Earths beyond Earth
In about three years we’ll know the percentage of stars in our part of the Milky Way that hold earth-size or larger planets in the “habitable zone.” The habitable zone is a region where temperatures are likely to enable liquid water. The knowledge arrives thanks to NASA’s Kepler mission. Of course, we all know that liquid water could also exist outside the habitable zone, in places like Europa, but the hab zone is good place to start looking. Then we can search these planets for oxygen in the atmospheres, then drill down to finer levels of detail until we have located the best pizza in the quadrant.

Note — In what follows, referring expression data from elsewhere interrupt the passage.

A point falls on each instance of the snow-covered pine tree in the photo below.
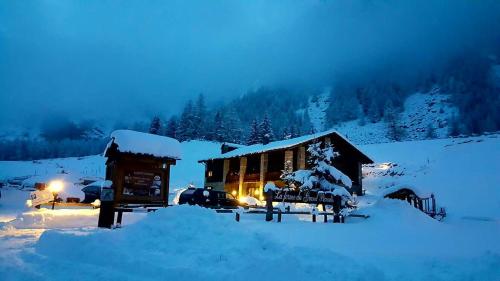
(155, 126)
(219, 129)
(185, 131)
(199, 118)
(391, 117)
(254, 136)
(266, 130)
(171, 130)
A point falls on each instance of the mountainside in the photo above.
(425, 116)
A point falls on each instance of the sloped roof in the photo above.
(128, 141)
(284, 144)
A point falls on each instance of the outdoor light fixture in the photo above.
(55, 187)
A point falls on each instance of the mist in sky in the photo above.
(126, 60)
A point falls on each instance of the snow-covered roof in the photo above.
(148, 144)
(281, 144)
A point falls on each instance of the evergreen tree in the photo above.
(155, 126)
(171, 130)
(186, 130)
(254, 136)
(199, 119)
(322, 175)
(233, 127)
(266, 130)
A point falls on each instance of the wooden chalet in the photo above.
(244, 170)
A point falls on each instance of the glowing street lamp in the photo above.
(55, 187)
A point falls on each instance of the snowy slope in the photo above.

In a few years we should know if the Higgs Boson particle exists, thanks to the Large Hadron Collider (LHC). I confess that I don’t know exactly what that means, but I do know that the Higgs boson is the only particle of matter predicted by the Standard Model of physics that has never been detected. I guess if we don’t find it, we have devise and demonstrate much more intriguing theories. Steven Hawking bet $100 that we won’t find it. Last year on Talk Like a Pirate Day (9/19) there was a malfunction at the LHC and a few metric tons of liquid helium leaked out and evaporated. The last time I spilled that much liquid helium it was a mess. It’s about -450 degrees Fahrenheit. The cats and I were frozen solid for a very long time, and thawing out was painful.